Olives from the Monastery of Mary Magdalene and the Monastery of the Ascension were pressed just outside Bethlehem, where Christians believe Jesus was allegedly born.
The Archbishop of Canterbury, Justin Welby, said he wanted to see new oil extracted from the olives from the Mount of Olives since planning began for the coronation.
“This shows the deep historical connection between the Coronation, the Bible and the Holy Land. From ancient kings to the present day, monarchs have been anointed with oil from this holy place. As we prepare to announce the King and Queen Consort, I pray that they will be guided and strengthened by the Holy Spirit,” he said in a statement.

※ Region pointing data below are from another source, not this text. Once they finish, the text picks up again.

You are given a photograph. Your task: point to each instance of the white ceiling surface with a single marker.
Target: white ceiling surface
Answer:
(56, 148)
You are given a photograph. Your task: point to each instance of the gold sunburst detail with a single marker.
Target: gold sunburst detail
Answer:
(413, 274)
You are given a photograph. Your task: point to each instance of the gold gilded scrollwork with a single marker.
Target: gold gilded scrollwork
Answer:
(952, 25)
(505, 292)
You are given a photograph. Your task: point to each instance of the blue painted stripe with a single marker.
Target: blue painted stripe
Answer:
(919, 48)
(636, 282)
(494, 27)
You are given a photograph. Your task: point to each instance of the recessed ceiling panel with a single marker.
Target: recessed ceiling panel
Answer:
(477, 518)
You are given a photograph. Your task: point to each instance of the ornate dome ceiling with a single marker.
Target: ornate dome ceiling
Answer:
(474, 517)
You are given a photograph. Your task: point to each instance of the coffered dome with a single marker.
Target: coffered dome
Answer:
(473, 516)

On the day of the coronation, the Archbishop of Canterbury will perform the anointing service, a duty undertaken by the office since 1066.

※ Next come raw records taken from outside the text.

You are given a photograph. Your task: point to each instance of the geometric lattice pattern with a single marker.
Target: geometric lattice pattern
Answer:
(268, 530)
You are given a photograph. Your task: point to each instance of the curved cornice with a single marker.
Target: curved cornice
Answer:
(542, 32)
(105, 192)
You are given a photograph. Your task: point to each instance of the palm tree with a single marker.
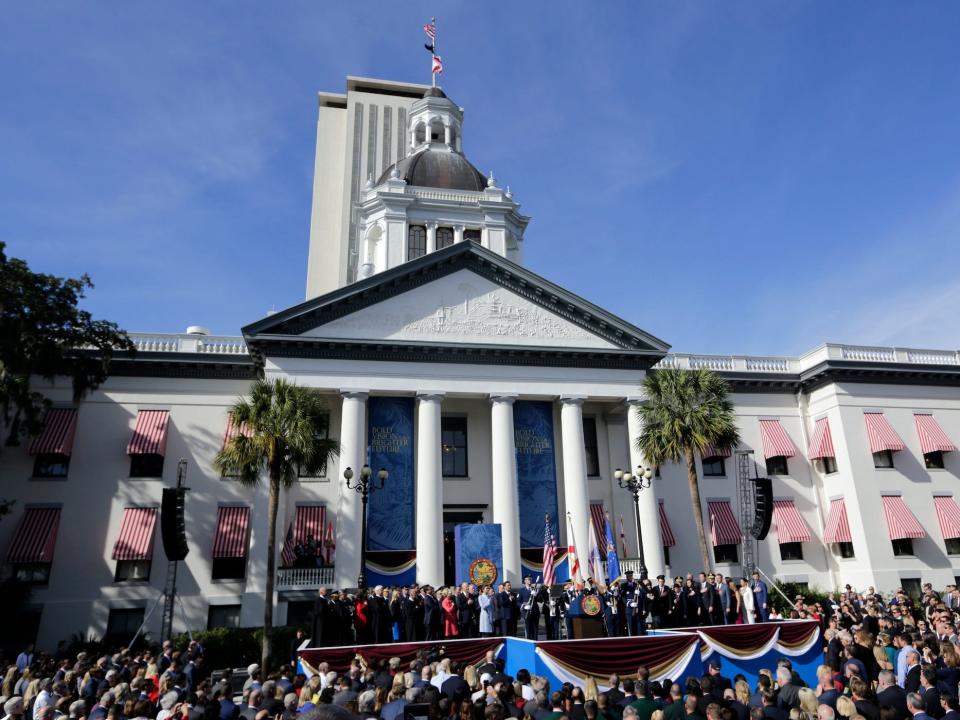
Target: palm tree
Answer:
(283, 433)
(685, 412)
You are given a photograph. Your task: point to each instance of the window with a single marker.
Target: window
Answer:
(123, 624)
(416, 242)
(52, 465)
(903, 547)
(223, 616)
(791, 551)
(846, 550)
(726, 553)
(777, 465)
(714, 467)
(32, 573)
(934, 460)
(911, 586)
(146, 465)
(229, 568)
(590, 447)
(453, 443)
(132, 571)
(883, 459)
(444, 238)
(322, 435)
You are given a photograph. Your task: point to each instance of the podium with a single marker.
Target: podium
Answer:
(585, 626)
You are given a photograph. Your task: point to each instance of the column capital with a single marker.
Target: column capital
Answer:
(431, 395)
(354, 393)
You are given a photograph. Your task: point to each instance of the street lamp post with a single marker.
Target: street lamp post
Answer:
(364, 485)
(636, 482)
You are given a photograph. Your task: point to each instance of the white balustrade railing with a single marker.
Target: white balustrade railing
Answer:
(303, 578)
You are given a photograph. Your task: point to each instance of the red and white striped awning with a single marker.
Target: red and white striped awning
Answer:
(233, 430)
(932, 436)
(901, 524)
(599, 526)
(821, 444)
(135, 541)
(36, 537)
(882, 436)
(724, 528)
(776, 442)
(948, 513)
(666, 533)
(709, 451)
(231, 538)
(790, 524)
(150, 434)
(837, 527)
(56, 437)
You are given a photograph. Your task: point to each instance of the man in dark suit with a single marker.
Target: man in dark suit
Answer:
(507, 610)
(889, 693)
(912, 682)
(455, 687)
(431, 614)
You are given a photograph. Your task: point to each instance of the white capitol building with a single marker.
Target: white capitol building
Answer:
(419, 309)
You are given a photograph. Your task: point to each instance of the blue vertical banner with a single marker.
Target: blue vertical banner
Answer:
(390, 438)
(536, 469)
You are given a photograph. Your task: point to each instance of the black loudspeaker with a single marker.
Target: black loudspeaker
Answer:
(763, 512)
(172, 526)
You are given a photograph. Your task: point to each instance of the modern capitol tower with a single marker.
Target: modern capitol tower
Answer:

In a ceremony at the Church of the Holy Sepulcher in Jerusalem, the oil was consecrated on Friday. It was hosted by the Patriarch of the Orthodox Church of Jerusalem, His Eminence Patriarch Theophilos III, and the Anglican Archbishop of Jerusalem, the Most Reverend Hosam Naoum. Christians believe that Jesus was crucified where the Holy Place is now.
Charles’ coronation oil is based on the centuries-old formula used in his mother’s 1953 anointing of Queen Elizabeth II, but with important differences.

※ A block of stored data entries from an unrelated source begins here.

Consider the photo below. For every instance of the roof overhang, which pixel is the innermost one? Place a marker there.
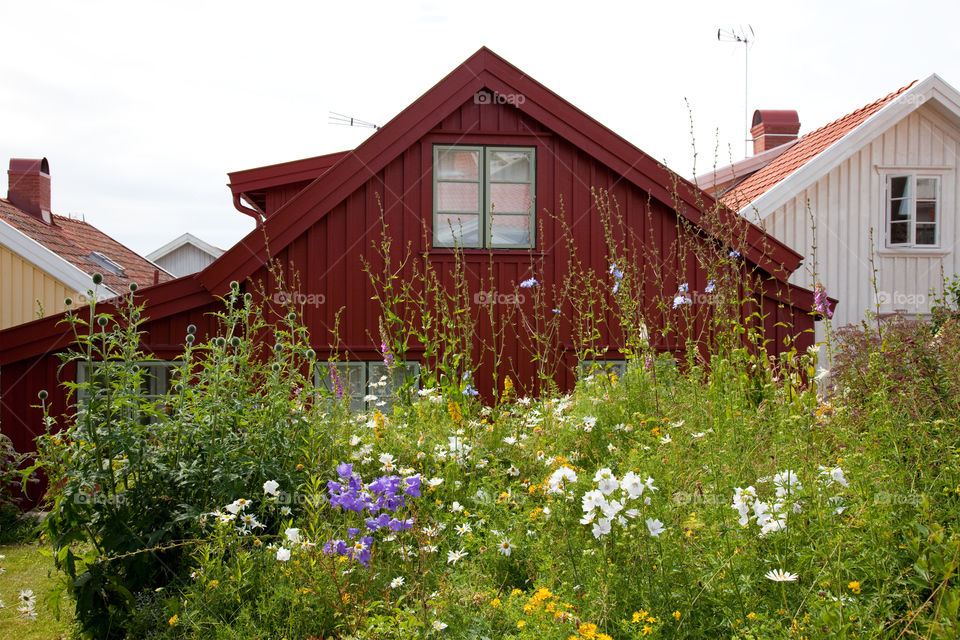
(47, 261)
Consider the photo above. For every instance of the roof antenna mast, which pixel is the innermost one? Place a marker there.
(746, 38)
(349, 121)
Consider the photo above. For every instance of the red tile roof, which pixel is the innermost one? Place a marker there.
(805, 150)
(75, 240)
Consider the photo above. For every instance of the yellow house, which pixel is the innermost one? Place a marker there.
(45, 258)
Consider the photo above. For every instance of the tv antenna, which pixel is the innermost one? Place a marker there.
(348, 121)
(746, 38)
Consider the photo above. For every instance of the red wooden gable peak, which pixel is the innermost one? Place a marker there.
(484, 70)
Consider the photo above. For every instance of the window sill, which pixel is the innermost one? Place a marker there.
(912, 252)
(473, 253)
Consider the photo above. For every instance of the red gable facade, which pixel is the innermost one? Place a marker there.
(486, 138)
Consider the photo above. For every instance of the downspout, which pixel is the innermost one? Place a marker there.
(253, 212)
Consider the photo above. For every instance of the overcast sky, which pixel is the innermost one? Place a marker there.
(142, 108)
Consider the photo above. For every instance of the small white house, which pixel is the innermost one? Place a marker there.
(875, 191)
(185, 255)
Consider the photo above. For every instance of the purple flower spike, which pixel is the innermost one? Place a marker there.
(413, 486)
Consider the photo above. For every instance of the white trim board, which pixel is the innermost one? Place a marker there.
(46, 260)
(185, 239)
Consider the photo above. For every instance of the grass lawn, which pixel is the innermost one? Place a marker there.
(26, 568)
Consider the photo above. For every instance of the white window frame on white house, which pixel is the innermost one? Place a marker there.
(357, 376)
(485, 212)
(907, 206)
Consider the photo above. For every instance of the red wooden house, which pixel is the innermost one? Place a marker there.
(487, 154)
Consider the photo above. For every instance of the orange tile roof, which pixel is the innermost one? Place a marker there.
(805, 150)
(74, 240)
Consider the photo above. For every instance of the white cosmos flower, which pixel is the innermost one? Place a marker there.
(655, 526)
(632, 485)
(386, 462)
(612, 508)
(779, 575)
(271, 487)
(601, 528)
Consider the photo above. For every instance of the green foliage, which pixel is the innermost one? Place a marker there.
(134, 472)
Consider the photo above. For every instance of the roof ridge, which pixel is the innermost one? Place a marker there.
(807, 148)
(875, 103)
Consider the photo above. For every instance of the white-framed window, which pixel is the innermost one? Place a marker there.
(155, 382)
(912, 210)
(593, 367)
(483, 196)
(362, 379)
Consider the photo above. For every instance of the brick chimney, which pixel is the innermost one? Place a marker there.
(772, 128)
(28, 187)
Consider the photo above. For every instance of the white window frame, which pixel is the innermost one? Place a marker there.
(158, 379)
(364, 372)
(592, 367)
(938, 223)
(484, 214)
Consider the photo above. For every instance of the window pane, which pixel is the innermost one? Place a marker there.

The late Queen’s coronation oil contained a concoction of orange, rose, cinnamon, musk and ambergris oils. Ambergris is a substance that comes from the sperm whale.
The King’s holy blend is made with oils of sesame, rose, jasmine, cinnamon, neroli, benzoin, amber and orange blossom – without animal ingredients.
It is also used to add Camilla, the Queen Consort, to the statement.